Итак, Константин обрете (обрёл, нашёл, обнаружил) ту (тут) две книги, Евангелие и Псалтырь, написанные роусьскыми писмены (русскими буквами), и человека обрет (обрёл, нашёл), глаголюща (говорящего) тою беседою (речью, на которой книги написаны), и беседовал с ним, и, силу (смысл) его речи приим (восприняв), прикладаа (примеряя к этой речи) различные писмена (буквы), гласные и согласные, и к Богу молитву творя, вскоре начал чести (читать) и сказати (произносить), и многие ему дивились, хваля Бога.
Кажется, теперь всё или почти всё в том, что произошло, становится понятным. Но ведь речь шла не только о том, как нечто непонятное становится понятным. Рассказано и о том, благодаря каким дополнительным условиям это непонятное становится понятным, причём весьма быстро, на виду и на слуху присутствующих. Сообщается о том, как книги хорошо известного Константину содержания, но написанные неким иным, неизвестным ему письмом, после его беседы с хозяином книг и после выяснения, какие гласные и согласные звуки, произносимые в их беседе, соотносятся с теми или иными буквами, — книги эти становятся для Константина удобочитаемыми.
Как очевидно, необходимым ключом к прочтению непонятного письма становится сама по себе беседа Философа с хозяином книг. Без неё ничто бы так быстро не произошло. Но на каком языке ведётся беседа? Ясно, что не на греческом, а на родном языке хозяина книг. Ведь если бы книги попали к этому человеку случайно, если бы «русские письмена» были для него самого чужой, диковинной речью, как дошли бы собеседники в своём разговоре до возможности сопоставлять отдельные буквы и звуки, отличать на письме гласные от согласных?

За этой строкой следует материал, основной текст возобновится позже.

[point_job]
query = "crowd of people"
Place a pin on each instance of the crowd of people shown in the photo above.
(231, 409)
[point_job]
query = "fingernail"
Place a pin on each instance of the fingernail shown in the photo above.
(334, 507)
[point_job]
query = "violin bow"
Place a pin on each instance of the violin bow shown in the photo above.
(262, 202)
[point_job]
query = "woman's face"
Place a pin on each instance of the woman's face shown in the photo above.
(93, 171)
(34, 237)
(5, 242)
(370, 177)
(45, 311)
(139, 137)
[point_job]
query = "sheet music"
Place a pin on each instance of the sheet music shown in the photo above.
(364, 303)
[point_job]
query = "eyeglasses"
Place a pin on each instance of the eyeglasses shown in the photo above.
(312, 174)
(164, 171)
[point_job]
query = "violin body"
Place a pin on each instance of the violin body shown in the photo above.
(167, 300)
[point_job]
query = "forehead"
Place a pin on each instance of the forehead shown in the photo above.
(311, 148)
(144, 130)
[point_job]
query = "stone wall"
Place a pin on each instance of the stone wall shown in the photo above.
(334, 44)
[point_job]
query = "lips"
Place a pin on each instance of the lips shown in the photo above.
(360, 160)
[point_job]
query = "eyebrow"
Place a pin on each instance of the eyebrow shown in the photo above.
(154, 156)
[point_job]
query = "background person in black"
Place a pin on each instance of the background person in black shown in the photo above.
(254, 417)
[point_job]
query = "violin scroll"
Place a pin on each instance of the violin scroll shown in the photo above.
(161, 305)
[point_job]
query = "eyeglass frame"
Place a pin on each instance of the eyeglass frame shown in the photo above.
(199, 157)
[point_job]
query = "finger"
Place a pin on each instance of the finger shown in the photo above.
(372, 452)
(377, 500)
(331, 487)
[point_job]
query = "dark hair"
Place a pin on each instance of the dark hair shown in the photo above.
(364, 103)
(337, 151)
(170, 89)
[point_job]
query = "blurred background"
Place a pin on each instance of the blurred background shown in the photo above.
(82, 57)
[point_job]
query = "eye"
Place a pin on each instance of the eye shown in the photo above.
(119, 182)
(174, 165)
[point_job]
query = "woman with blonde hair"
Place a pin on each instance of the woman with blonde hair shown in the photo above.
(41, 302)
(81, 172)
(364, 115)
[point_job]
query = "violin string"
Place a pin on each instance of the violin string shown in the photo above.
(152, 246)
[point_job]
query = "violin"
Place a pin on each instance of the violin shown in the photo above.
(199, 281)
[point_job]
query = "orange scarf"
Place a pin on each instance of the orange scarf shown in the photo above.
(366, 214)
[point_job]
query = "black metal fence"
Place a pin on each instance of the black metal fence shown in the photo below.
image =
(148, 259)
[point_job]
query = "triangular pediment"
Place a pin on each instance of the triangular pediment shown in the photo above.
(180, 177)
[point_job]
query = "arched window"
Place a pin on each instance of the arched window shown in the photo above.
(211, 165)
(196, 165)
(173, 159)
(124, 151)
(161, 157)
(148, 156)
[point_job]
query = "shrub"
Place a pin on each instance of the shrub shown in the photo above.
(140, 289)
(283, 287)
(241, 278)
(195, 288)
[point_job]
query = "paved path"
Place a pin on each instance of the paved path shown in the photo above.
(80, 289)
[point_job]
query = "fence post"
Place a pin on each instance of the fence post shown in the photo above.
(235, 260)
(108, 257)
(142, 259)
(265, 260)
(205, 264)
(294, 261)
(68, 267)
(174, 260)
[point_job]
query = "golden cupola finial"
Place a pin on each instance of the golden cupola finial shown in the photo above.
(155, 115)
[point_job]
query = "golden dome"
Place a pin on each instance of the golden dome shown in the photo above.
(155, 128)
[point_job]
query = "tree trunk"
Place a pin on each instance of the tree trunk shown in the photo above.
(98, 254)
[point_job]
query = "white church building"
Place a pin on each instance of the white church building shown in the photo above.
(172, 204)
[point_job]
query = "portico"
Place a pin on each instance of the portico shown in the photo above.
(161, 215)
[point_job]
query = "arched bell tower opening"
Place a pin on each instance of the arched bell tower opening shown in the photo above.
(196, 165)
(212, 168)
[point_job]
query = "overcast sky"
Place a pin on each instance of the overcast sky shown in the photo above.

Но не забудем: возможность для подобной аналитики возникла между ними не только потому, что оба хорошо разумели друг друга. Понадобился ещё один ключ. Константин прекрасно знал содержание греческих Евангелия и Псалтыри. Не будь у него этого ключа, собравшимся можно было бы сразу расходиться по своим делам. Но они не разошлись, а Философу достаточно было открыть в принесённой Псалтыри, к примеру, самый первый псалом, «Блажен муж», чтобы начать внимательное вглядывание-вчитывание в отдельные буквы, слова и стихи.
И ещё одно великое подспорье на пути к желанной цели! В лежащих перед ним письменах имелись, оказывается, самостоятельные буквы не только для согласных, но и для гласных звуков. Это означало, что тот или те, кто создавали такой алфавит для своей речи, взяли за образец греческое письмо, как в разное время брали его за образец те же римляне, за ними копты, армяне, грузины, готы. То есть люди «русских письмен» не пошли по пути семитических алфавитов, — еврейского, арамейского, самаритянского, сирийского или арабского, в которых для гласных звуков не было отдельных букв.
Теперь, когда Константин уточнил, с помощью хозяина книг, звуковую основу букв этого письма, ему понадобилось ещё немного времени, чтобы прочитать — сначала про себя, а потом и вслух — первые слова, первые стихи. И ещё ему нужно было время — для крепкой молитвенной просьбы, а затем и для молитвы-благодарения. Его переполняло восхищение куда более сильное, чем восхищение свидетелей этого события. То, что он прочитал, было речью народа, известного ему и его брату с самого детства. «Русские письмена» были без сомнения славянской речью, положенной кем-то на письмо.
Охота за описками
Свидетельство « Жития Кирилла » о «русских письменах» важно было привести здесь в его полном, без изъятий, виде ещё и потому, что это сообщение, при всей его скупости на слова, к нашим дням обросло такой массой исследовательских истолкований, догадок, предположений, отрицающих друг друга версий, — что есть нешуточная опасность, зачитавшись «литературой вопроса», потерять из виду подлинный смысл самого исходного сообщения.
При всём разнообразии исследовательских подходов, во всех этих версиях просматривается одно общее, как бы на правах поруки, исходное положение: « роусьскые писмена », о которых шла речь в житии, могли быть на самом деле чьими угодно письменами, но только не русскими . Хотя от десятилетия к десятилетию в исследовательской среде получали хождение новые и новые версии, начальный отрицательный посыл оставался неизменным: письмена не русские и никоим образом не могут признаваться русскими. Не могут потому, что иных, помимо « Жития Кирилла », документальных известий о существовании письменности у тогдашних русов — росов — русских не обнаружено. А значит, свидетельство жития — уже ввиду его единственности — нельзя признать безупречным. По бытующим в науке правилам, единичный исторический источник или факт, если он не подкреплён источниками или фактами подобного же рода, просто-напросто недостаточен в качестве доказательства. Прямее сказать, истина в единственном экземпляре — ещё не истина.